I’m now reading American Civil War history in Missouri, in particular the bushwhackers and guerrillas on both sides. At the beginning of the war militias grew up primarily as a form of protection against hostiles that were non-military. For instance, the abolitionist union sympathizers on the Kansas side, the Jayhawkers, gave rise to the “Redlegs” – a notorious band that conducted raids across the border into Missouri. As a counterpoint to that Confederate pro-slavery people like “Bloody Bill” Anderson formed resistance to the aggressions of the Union as well as protection against the abolitionist cells.
As the war progressed protection turned to retaliation and vengeance.
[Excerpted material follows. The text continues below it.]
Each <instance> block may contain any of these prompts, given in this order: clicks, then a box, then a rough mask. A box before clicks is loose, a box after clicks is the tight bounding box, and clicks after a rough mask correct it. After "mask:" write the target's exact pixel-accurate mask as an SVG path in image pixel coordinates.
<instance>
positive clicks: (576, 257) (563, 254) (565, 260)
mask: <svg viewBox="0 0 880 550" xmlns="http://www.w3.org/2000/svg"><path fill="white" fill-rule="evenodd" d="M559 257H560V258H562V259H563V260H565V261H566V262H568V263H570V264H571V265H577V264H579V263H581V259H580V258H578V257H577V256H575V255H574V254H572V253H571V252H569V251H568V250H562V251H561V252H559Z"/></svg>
Civilians were pillaged for horses, food, supplies and shelter. Perceived collaborators were executed. Depending on the side a town favored it might be sacked and burned. By the end both sides competed to be the most savage and destructive, creating terror wherever they went. Scalping was common. It devolved to pure savagery.
It strikes me as interesting that we cannot fathom such parallel dynamics in a place like Iraq. Different sides clash for long-standing reasons. Defense is created against authorized and unauthorized forces. Terror reigns and the village and holy sites of the other are destroyed. Civilians are targeted in mass bombings.
It’s all the same, of course. We simply have amnesia and are unwilling to admit that our own history has equally horrific dimensions. If anything we are united by the dark inhumanity of it. Yes, we did and do that, too. And then we discover that vast goodness, mercy and hope are also demonstrated by persons in all places and times.
No, the good, bad and ugly are just not that different wherever and whenever you find them. And neither are the good, pure and true.